This year, Electronic Design's annual Technology Forecast Issue included a diagram of the path to 3G. It showed an eventual convergence of 3G systems in the not-too-distant future. Well, it doesn't look like this will come about very soon, if ever. The new diagram for the path to 3G is revealed in this new figure.
Because of licensing and compatibility issues, it's likely that many of the 3G standards will be deployed concurrently. In Europe, for example, a single standard, GSM, is presently deployed. Operating licenses are granted by technology type. There are no guarantees that a 2G operator will be given a 3G license. Any operators not granted 3G licenses will simply continue operating 2G networks. They will use 2.5G technologies to take their networks as far as possible toward 3G characteristics and features.
In the U.S., multiple standards exist. Licenses are for spectral bandwidth rather than technologies. Network operators, utilizing versions of both TDMA and CDMA, will move to 3G. But they also will want to protect their installed networks.
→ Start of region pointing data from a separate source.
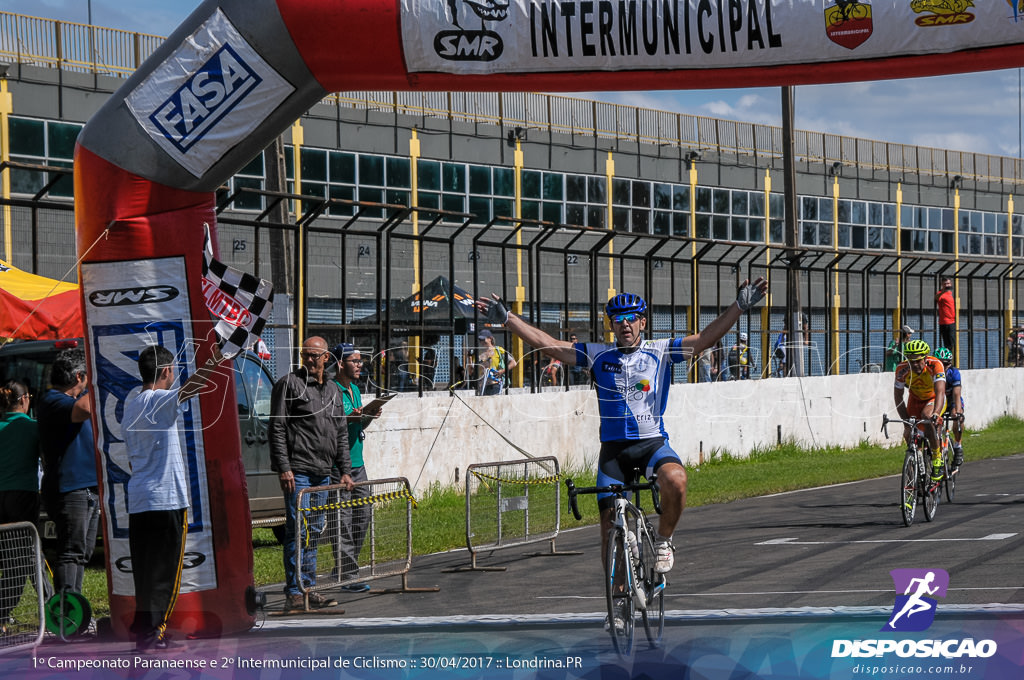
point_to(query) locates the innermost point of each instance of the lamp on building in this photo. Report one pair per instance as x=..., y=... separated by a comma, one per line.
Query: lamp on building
x=516, y=134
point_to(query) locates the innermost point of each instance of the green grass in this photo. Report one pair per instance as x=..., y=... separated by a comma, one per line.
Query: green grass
x=439, y=518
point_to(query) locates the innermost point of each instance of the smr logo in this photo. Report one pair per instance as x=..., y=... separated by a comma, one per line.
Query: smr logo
x=472, y=45
x=914, y=609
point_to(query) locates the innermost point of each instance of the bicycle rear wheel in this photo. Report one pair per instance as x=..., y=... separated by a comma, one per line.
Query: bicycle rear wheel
x=930, y=490
x=908, y=489
x=616, y=584
x=653, y=585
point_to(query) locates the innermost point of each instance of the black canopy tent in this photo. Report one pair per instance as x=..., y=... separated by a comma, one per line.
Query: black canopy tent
x=438, y=308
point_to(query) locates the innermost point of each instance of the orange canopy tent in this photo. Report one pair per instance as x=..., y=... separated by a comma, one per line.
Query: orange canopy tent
x=34, y=307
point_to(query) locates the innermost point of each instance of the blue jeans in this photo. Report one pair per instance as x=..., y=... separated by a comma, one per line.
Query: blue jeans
x=306, y=527
x=77, y=519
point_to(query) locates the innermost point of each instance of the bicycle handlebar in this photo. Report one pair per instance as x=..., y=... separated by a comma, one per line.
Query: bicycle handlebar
x=615, y=490
x=912, y=421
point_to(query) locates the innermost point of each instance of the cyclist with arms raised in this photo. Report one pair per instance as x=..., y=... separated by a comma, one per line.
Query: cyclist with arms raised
x=632, y=378
x=925, y=379
x=954, y=401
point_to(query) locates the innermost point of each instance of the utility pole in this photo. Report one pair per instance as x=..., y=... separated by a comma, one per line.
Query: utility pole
x=281, y=243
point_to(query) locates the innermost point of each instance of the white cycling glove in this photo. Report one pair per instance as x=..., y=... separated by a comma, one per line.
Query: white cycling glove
x=497, y=311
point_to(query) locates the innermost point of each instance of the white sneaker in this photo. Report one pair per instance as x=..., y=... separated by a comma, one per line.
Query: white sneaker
x=665, y=559
x=620, y=621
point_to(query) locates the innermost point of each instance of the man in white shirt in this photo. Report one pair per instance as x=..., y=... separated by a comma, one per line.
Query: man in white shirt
x=158, y=491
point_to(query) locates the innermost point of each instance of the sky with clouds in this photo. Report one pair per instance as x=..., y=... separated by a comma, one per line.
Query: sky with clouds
x=979, y=112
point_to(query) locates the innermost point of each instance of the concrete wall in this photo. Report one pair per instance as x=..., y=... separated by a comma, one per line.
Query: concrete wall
x=434, y=438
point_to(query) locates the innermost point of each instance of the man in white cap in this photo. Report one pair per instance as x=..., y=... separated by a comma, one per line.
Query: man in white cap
x=894, y=352
x=739, y=359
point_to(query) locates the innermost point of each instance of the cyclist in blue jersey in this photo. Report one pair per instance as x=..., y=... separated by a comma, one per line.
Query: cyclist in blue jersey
x=954, y=400
x=632, y=378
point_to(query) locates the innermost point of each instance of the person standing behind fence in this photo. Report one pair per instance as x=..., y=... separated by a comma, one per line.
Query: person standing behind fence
x=70, y=481
x=739, y=359
x=18, y=487
x=157, y=492
x=947, y=314
x=353, y=520
x=496, y=363
x=894, y=352
x=308, y=436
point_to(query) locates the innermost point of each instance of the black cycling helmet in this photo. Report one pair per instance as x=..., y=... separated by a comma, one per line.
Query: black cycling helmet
x=626, y=303
x=916, y=349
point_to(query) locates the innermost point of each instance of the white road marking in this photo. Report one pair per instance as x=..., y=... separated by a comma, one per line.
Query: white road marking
x=798, y=542
x=309, y=626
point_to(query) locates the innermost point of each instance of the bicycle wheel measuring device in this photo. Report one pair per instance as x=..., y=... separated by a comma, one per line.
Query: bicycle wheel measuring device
x=915, y=479
x=630, y=580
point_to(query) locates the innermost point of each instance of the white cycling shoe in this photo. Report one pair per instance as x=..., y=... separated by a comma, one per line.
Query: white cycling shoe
x=665, y=558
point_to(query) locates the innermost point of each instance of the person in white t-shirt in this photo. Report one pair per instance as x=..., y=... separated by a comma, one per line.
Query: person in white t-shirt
x=158, y=491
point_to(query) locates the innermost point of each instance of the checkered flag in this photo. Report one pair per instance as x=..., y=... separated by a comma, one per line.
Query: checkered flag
x=241, y=301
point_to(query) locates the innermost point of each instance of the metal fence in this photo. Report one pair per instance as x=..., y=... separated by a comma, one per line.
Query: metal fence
x=359, y=536
x=511, y=504
x=357, y=271
x=85, y=48
x=22, y=620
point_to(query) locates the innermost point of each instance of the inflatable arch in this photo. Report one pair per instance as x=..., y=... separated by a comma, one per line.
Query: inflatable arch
x=239, y=72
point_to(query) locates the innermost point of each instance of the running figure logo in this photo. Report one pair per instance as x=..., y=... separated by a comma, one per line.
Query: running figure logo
x=914, y=609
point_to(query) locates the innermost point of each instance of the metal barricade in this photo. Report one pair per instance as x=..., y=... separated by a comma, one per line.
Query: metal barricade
x=511, y=504
x=22, y=585
x=359, y=536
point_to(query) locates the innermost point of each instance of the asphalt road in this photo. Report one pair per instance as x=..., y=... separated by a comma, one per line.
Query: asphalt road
x=762, y=588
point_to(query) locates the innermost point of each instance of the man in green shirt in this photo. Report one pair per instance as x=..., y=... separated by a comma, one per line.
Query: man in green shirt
x=18, y=490
x=353, y=520
x=894, y=352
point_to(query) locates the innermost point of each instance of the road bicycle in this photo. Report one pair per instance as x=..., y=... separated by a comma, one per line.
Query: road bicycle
x=630, y=580
x=915, y=479
x=951, y=471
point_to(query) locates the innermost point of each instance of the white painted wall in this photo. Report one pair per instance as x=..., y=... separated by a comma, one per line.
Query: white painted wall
x=428, y=439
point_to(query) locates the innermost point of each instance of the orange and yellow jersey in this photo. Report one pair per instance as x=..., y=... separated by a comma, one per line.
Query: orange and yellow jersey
x=922, y=385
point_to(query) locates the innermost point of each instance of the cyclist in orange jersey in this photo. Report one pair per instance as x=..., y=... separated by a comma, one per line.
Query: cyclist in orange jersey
x=925, y=378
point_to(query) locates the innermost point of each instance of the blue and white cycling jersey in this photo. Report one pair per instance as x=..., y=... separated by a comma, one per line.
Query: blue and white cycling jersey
x=632, y=387
x=952, y=380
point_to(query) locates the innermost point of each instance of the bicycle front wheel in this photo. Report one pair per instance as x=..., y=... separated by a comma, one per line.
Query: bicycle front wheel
x=653, y=586
x=908, y=489
x=617, y=578
x=949, y=480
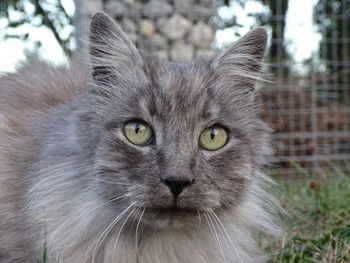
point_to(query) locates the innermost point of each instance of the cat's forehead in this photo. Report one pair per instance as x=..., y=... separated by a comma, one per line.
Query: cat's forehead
x=181, y=90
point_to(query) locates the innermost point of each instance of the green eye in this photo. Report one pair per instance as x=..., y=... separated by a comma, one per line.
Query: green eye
x=213, y=138
x=138, y=132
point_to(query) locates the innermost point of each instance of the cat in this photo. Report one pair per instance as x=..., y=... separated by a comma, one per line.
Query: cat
x=135, y=159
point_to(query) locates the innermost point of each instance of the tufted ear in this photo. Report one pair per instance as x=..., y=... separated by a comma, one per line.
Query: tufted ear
x=242, y=61
x=112, y=53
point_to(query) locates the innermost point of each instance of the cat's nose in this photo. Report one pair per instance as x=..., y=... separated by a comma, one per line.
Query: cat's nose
x=177, y=184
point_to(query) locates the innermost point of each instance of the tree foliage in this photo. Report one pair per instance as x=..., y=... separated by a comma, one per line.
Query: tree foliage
x=332, y=18
x=37, y=13
x=274, y=17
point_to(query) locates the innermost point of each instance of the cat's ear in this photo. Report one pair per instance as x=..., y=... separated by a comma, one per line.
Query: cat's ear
x=111, y=52
x=242, y=61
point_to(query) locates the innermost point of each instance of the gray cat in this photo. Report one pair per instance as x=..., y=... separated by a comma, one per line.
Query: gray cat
x=139, y=160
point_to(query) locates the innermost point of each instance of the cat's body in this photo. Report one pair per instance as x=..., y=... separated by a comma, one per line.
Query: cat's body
x=71, y=182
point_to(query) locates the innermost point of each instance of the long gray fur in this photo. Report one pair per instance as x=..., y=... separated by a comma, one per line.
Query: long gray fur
x=67, y=171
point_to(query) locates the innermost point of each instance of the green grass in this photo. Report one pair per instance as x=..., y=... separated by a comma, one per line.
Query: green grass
x=318, y=226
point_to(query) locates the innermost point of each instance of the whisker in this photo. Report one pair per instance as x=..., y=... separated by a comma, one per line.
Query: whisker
x=199, y=218
x=107, y=230
x=136, y=233
x=121, y=228
x=215, y=234
x=226, y=233
x=109, y=201
x=111, y=182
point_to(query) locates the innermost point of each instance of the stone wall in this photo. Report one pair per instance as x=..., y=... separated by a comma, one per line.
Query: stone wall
x=177, y=30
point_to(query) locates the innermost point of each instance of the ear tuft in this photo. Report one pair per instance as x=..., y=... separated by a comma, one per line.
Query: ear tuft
x=110, y=49
x=243, y=59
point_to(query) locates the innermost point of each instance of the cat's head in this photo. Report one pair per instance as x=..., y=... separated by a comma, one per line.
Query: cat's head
x=173, y=139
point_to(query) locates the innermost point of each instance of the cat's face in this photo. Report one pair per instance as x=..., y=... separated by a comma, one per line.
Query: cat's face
x=154, y=150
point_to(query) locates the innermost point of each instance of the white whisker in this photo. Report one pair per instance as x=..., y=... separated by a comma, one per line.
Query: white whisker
x=136, y=233
x=212, y=227
x=109, y=201
x=121, y=228
x=111, y=182
x=226, y=233
x=106, y=231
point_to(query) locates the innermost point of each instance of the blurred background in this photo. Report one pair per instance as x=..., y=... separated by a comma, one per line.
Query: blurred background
x=307, y=102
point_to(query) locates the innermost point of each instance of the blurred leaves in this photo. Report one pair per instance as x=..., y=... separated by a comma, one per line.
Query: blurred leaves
x=273, y=16
x=37, y=13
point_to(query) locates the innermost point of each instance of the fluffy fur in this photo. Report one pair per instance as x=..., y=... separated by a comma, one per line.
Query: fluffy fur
x=71, y=182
As they upgrade to 3G technology, they will require the assurance that the new networks are backward compatible with their original technology.
These conditions explain why, as the industry takes the next step toward 3G, several paths are emerging. The 3G segment shows some of the initial proposals for the worldwide standard which were made to the International Telecommunications Union in June of1998. Each newly formed standard delivers greater bandwidth through high chip rates, multicarrier transmission, or a higher-order modulation scheme.